Microsoft isn't blocking all customization apps here, of course. They're blocking known [1][2] unreliable, poorly written, high crash rate software that is extremely sensitive to OS changes, hotfixes, and/or upgrades due to the nature of the software (e.g. hooking functions, patching memory, etc).

The block is geared towards a specific revision of the software. The authors will just need to fix the bugs, rev the executable version, and they're good to go. Again.

[1] https://learn.microsoft.com/en-us/windows/release-health/res...

[2] https://github.com/valinet/ExplorerPatcher/issues

Havoc · 2 years ago
If they offered decent in house customisability then people wouldn’t need to resort to unreliable 3rd party solutions.

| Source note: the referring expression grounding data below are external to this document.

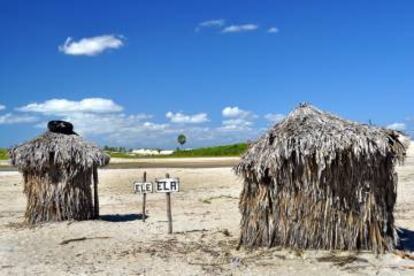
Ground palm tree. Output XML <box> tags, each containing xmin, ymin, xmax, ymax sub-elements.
<box><xmin>177</xmin><ymin>134</ymin><xmax>186</xmax><ymax>150</ymax></box>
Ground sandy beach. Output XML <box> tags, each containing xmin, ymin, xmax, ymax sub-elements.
<box><xmin>0</xmin><ymin>144</ymin><xmax>413</xmax><ymax>275</ymax></box>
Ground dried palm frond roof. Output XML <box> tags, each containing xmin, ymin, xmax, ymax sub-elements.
<box><xmin>9</xmin><ymin>131</ymin><xmax>110</xmax><ymax>171</ymax></box>
<box><xmin>236</xmin><ymin>103</ymin><xmax>408</xmax><ymax>178</ymax></box>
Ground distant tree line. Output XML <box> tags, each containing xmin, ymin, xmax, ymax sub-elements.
<box><xmin>104</xmin><ymin>134</ymin><xmax>188</xmax><ymax>153</ymax></box>
<box><xmin>103</xmin><ymin>145</ymin><xmax>132</xmax><ymax>153</ymax></box>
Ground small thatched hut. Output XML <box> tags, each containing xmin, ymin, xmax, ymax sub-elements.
<box><xmin>235</xmin><ymin>104</ymin><xmax>408</xmax><ymax>253</ymax></box>
<box><xmin>9</xmin><ymin>121</ymin><xmax>110</xmax><ymax>224</ymax></box>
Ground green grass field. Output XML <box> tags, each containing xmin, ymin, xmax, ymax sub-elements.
<box><xmin>170</xmin><ymin>143</ymin><xmax>248</xmax><ymax>157</ymax></box>
<box><xmin>107</xmin><ymin>143</ymin><xmax>248</xmax><ymax>158</ymax></box>
<box><xmin>0</xmin><ymin>148</ymin><xmax>8</xmax><ymax>160</ymax></box>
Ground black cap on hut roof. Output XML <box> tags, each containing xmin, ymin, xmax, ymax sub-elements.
<box><xmin>235</xmin><ymin>103</ymin><xmax>408</xmax><ymax>253</ymax></box>
<box><xmin>47</xmin><ymin>120</ymin><xmax>78</xmax><ymax>135</ymax></box>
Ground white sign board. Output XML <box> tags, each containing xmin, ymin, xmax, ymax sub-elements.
<box><xmin>155</xmin><ymin>178</ymin><xmax>180</xmax><ymax>193</ymax></box>
<box><xmin>133</xmin><ymin>182</ymin><xmax>153</xmax><ymax>193</ymax></box>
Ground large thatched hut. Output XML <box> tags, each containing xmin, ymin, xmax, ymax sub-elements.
<box><xmin>9</xmin><ymin>121</ymin><xmax>110</xmax><ymax>224</ymax></box>
<box><xmin>235</xmin><ymin>104</ymin><xmax>408</xmax><ymax>253</ymax></box>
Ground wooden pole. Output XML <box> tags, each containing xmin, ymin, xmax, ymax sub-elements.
<box><xmin>142</xmin><ymin>171</ymin><xmax>147</xmax><ymax>222</ymax></box>
<box><xmin>166</xmin><ymin>173</ymin><xmax>173</xmax><ymax>234</ymax></box>
<box><xmin>93</xmin><ymin>166</ymin><xmax>99</xmax><ymax>219</ymax></box>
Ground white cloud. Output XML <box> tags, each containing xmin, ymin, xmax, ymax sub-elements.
<box><xmin>220</xmin><ymin>106</ymin><xmax>257</xmax><ymax>132</ymax></box>
<box><xmin>198</xmin><ymin>19</ymin><xmax>225</xmax><ymax>29</ymax></box>
<box><xmin>54</xmin><ymin>112</ymin><xmax>154</xmax><ymax>135</ymax></box>
<box><xmin>17</xmin><ymin>98</ymin><xmax>123</xmax><ymax>115</ymax></box>
<box><xmin>264</xmin><ymin>113</ymin><xmax>285</xmax><ymax>123</ymax></box>
<box><xmin>0</xmin><ymin>113</ymin><xmax>38</xmax><ymax>124</ymax></box>
<box><xmin>13</xmin><ymin>98</ymin><xmax>263</xmax><ymax>147</ymax></box>
<box><xmin>0</xmin><ymin>104</ymin><xmax>5</xmax><ymax>111</ymax></box>
<box><xmin>267</xmin><ymin>27</ymin><xmax>279</xmax><ymax>33</ymax></box>
<box><xmin>58</xmin><ymin>34</ymin><xmax>124</xmax><ymax>56</ymax></box>
<box><xmin>386</xmin><ymin>122</ymin><xmax>406</xmax><ymax>131</ymax></box>
<box><xmin>222</xmin><ymin>24</ymin><xmax>258</xmax><ymax>33</ymax></box>
<box><xmin>17</xmin><ymin>98</ymin><xmax>170</xmax><ymax>146</ymax></box>
<box><xmin>219</xmin><ymin>118</ymin><xmax>253</xmax><ymax>132</ymax></box>
<box><xmin>222</xmin><ymin>106</ymin><xmax>252</xmax><ymax>118</ymax></box>
<box><xmin>143</xmin><ymin>121</ymin><xmax>169</xmax><ymax>130</ymax></box>
<box><xmin>196</xmin><ymin>19</ymin><xmax>226</xmax><ymax>32</ymax></box>
<box><xmin>16</xmin><ymin>97</ymin><xmax>213</xmax><ymax>147</ymax></box>
<box><xmin>166</xmin><ymin>112</ymin><xmax>209</xmax><ymax>124</ymax></box>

Why can’t I have a vertical taskbar? Is that really beyond the combined technical ability of a three trillion corp? Obviously not so it’s a conscious choice to not give users options and control

eviks · 2 years ago
The other alternative to blocking is, of course, to offer good UI with robust customization capabilities so others could change "the nature of " their "software" to something more simple and less crash-prone
anal_reactor · 2 years ago
> They're blocking known [1][2] unreliable, poorly written, high crash rate software that is extremely sensitive to OS changes, hotfixes, and/or upgrades due to the nature of the software (e.g. hooking functions, patching memory, etc).

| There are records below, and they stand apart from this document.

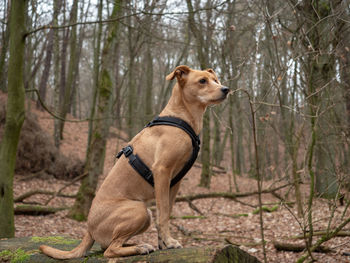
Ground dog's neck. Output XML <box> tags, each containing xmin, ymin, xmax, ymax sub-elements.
<box><xmin>160</xmin><ymin>83</ymin><xmax>206</xmax><ymax>135</ymax></box>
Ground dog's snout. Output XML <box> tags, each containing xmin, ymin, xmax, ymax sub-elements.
<box><xmin>221</xmin><ymin>86</ymin><xmax>230</xmax><ymax>95</ymax></box>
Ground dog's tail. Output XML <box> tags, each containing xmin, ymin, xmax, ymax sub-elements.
<box><xmin>39</xmin><ymin>232</ymin><xmax>94</xmax><ymax>259</ymax></box>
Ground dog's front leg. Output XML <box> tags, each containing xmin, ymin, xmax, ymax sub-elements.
<box><xmin>153</xmin><ymin>165</ymin><xmax>182</xmax><ymax>250</ymax></box>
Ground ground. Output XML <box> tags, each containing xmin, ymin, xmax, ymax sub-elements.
<box><xmin>12</xmin><ymin>101</ymin><xmax>350</xmax><ymax>263</ymax></box>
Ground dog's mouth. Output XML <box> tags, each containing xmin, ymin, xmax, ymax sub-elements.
<box><xmin>209</xmin><ymin>94</ymin><xmax>228</xmax><ymax>104</ymax></box>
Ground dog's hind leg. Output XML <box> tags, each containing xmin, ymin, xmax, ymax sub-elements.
<box><xmin>103</xmin><ymin>200</ymin><xmax>155</xmax><ymax>258</ymax></box>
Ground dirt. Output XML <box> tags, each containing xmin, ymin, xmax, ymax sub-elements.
<box><xmin>11</xmin><ymin>99</ymin><xmax>350</xmax><ymax>263</ymax></box>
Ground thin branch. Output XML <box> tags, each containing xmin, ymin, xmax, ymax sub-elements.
<box><xmin>24</xmin><ymin>2</ymin><xmax>229</xmax><ymax>37</ymax></box>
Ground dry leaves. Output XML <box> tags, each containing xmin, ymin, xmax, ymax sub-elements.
<box><xmin>13</xmin><ymin>102</ymin><xmax>350</xmax><ymax>263</ymax></box>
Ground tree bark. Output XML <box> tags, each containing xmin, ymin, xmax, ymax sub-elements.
<box><xmin>0</xmin><ymin>0</ymin><xmax>27</xmax><ymax>238</ymax></box>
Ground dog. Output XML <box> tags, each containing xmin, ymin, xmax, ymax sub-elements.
<box><xmin>39</xmin><ymin>65</ymin><xmax>229</xmax><ymax>259</ymax></box>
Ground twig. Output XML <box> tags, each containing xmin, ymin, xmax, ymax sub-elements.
<box><xmin>44</xmin><ymin>172</ymin><xmax>87</xmax><ymax>205</ymax></box>
<box><xmin>185</xmin><ymin>199</ymin><xmax>204</xmax><ymax>215</ymax></box>
<box><xmin>171</xmin><ymin>222</ymin><xmax>198</xmax><ymax>237</ymax></box>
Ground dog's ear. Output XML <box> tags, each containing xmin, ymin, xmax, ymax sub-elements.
<box><xmin>166</xmin><ymin>65</ymin><xmax>191</xmax><ymax>81</ymax></box>
<box><xmin>206</xmin><ymin>68</ymin><xmax>217</xmax><ymax>78</ymax></box>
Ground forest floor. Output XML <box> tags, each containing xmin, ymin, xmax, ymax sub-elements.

That people still somehow prefer over native Windows. Makes you realize how bad Windows actually is.

josephcsible · 2 years ago
Is there any evidence that the software is actually poorly written? Isn't the only reason they use undocumented/unstable hacks that Microsoft refuses to provide a documented or stable way of doing what they want to do?
withinrafael · 2 years ago
I linked to the GitHub issue tracker and a documented instance of the software preventing users from booting up Windows.
AwaAwa · 2 years ago
I think Microsoft's long term vision is to turn all personal computing machines into dumb terminals that must slurp from the azure/office cloud. Enterprise focused with the ability to claim that this way there is DLP built in from your security risks (employees).

In a world where decision makers only need to think of the short term (cloud computing as global/general panacea), I absolutely see this strategy mixed with some 'AI' buzz words seeing traction.

For retail customers, turning the Windows 11+ machine into a console-like brings further advantages.